Secondary outcome measures were changes within the individual GFI domains. In addition, if a transition had occurred, we determined which variables were most strongly associated with the transition in frailty state.

Patient data

Collected data included age (years); sex (male/female); type of kidney donor (living/deceased); type of dialysis prior to transplantation (hemodialysis/peritoneal dialysis/hemodialysis and hemodialysis/pre-emptive); duration of dialysis (months); body mass index (BMI; body mass (kg)/height (m)2); hypertension (y/n); comorbidities; retransplantation (y/n); length of hospital stay (days); first warm ischemia time (minutes); cold ischemia time (minutes); second warm ischemia time (minutes); delayed graft function (DGF) (y/n) defined as recipients receiving hemodialysis within the first 7 days after transplantation; intensive care admission (y/n); readmission within 30 days of KT (y/n); time between KT and follow-up (months); admission between KT and follow-up (y/n); additional surgical procedures between KT and follow-up (y/n); paired exchange (y/n); and acute rejection (y/n).
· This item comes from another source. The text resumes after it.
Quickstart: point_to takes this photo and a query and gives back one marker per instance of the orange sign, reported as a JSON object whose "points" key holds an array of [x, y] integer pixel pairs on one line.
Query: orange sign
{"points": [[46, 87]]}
Comorbidities were assessed using the Charlson Comorbidity Index. The Charlson Comorbidity Index is a weighted score (0–24), which predicts the 1-year mortality of a patient based on the coexisting medical conditions and age [24]. DGF as well as functional DGF was measured in our cohort. Functional DGF is a more suitable way to measure DGF in living donation transplants. We will refer to DGF in the rest of this paper. Acute rejections and diagnostics were in accordance with the Banff Classification of Renal Allograft Pathology reference guide [25].

Statistical analysis

For the statistical analysis, the Statistical Package for the Social Sciences (IBM SPSS Statistics for Windows, version 23.0. IBM Corp., Armonk, NY, USA) was used. Categorical variables are presented as numbers and percentages. Continuous variables are presented as mean ± standard deviation (SD) for normally distributed variables and as median ± interquartile range (IQR) for skewed variables. Distribution was assessed with the help of a Q-Q plot and a histogram.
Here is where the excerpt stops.